The next morning she awakened alone.
Wise Sister planned on scouting the lowlands again today.
The plaster was dried rock solid and Sally felt an almost desperate need to escape. While she could still call her heart her own. She could get out of here now, but Wise Sister scolded and said the leg needed more time.
Sally hadn’t been able to force her wishes on anyone while she lay there flat on her back with her leg encased in stone and propped up high on a stack of folded blankets.
She began her second crutch that day and had it done by nightfall, including two handy straps of leather so the crutches would hang from her saddle horn.
The next day she practiced moving around on her crutches, with the heavy cast dangling, and knew she had to get better at this before she struck out on her hunt for Luther. But she found herself able to do the cooking chores, and she even found some vegetables ripe in the garden.
“I said I’d do that.” Logan fumed from where he crouched beside her in the potato patch.
“You admitted you didn’t know a potato leaf from a weed. I can do this faster if you just leave me alone.” Sally knew she was being unfair. She’d chastised Logan for not helping, and now that he wanted to, she was shooing him away because he didn’t know how. Sally knew better than that. She’d taught L
aurie and her little brothers to tend the garden. She was a hand at teaching. “Fine,” she forced herself to say, when she wanted him to go away. “Get down here.”
Logan dropped easily to his knees and Sally envied him his two functioning legs.
They worked companionably together for about an hour before Logan looked up at a cloud that cast a shadow over them. “Look at that.” He stood, staring upward.
Sally couldn’t control following his gaze.
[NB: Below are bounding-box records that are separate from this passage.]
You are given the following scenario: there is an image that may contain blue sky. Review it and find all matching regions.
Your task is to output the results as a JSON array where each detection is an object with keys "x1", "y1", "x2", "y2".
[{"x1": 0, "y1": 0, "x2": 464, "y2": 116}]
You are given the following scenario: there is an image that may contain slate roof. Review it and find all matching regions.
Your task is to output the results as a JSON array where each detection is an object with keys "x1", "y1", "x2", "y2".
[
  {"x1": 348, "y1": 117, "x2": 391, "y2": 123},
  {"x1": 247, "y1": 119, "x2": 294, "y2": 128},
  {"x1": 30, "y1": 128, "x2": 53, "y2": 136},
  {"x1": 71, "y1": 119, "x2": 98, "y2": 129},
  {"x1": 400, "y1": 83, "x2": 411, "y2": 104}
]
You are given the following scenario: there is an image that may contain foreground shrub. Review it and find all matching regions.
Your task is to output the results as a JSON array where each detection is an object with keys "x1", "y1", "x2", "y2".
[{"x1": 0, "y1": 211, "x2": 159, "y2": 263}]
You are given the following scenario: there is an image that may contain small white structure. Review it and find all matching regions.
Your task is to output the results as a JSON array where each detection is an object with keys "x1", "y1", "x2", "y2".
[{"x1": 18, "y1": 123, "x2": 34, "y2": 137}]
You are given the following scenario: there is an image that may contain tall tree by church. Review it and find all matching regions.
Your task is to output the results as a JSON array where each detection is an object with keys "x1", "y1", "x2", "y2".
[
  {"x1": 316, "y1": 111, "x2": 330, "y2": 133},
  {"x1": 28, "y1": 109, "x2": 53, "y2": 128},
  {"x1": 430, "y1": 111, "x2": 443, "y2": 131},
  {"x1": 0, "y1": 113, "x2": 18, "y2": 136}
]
Dark clouds boiled overhead off to the west, moving fast. Billowy layers and layers of clouds pushing lighter, thinner clouds ahead of them.
“We’d better hurry.”
“You’re right.” Sally reached for a weed just as Logan caught her around her waist and lifted her to her feet. “Stop. I need to—”
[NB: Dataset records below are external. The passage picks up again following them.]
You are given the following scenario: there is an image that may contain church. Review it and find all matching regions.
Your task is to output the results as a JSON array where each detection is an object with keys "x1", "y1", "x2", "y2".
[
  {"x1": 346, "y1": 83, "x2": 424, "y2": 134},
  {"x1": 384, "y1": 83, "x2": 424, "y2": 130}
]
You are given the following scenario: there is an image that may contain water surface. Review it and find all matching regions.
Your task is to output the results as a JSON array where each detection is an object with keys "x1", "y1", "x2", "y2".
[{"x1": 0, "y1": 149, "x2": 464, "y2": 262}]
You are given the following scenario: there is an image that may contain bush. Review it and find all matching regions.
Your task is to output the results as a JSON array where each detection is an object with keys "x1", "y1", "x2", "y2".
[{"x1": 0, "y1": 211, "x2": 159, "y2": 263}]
“I’m getting them.” Logan handed her the crutches and grabbed the cloth sack of vegetables they’d gathered.
“No, I mean I need to hurry and finish.” Sally was talking to Logan’s fast retreating back.
“You can get back to the cabin, right?” Logan didn’t even look behind her. He was watching those approaching clouds. “You got out here alone. I’ll miss it.”
Get back? Sally opened her mouth to call after him, “Miss what?”
Logan dashed off and vanished into his cabin.
Sally shook her head to clear it of his strange behavior. Was he afraid of storms? Maybe he’d been scared by a thunderbolt as a child. The storm was coming but not that fast. Still, she might as well head in. She was halfway to the cabin when Logan reappeared with—of course—
Sally did her best not to groan out loud.
His paint.
“God, have mercy,” Sally spoke to the building clouds. She’d never spent much time thinking clouds were beautiful, though they were of course, but clouds were God’s way of warning people of an approaching storm. They weren’t a call to start drawing. They were a call to close the windows and use common sense to come in before it rained.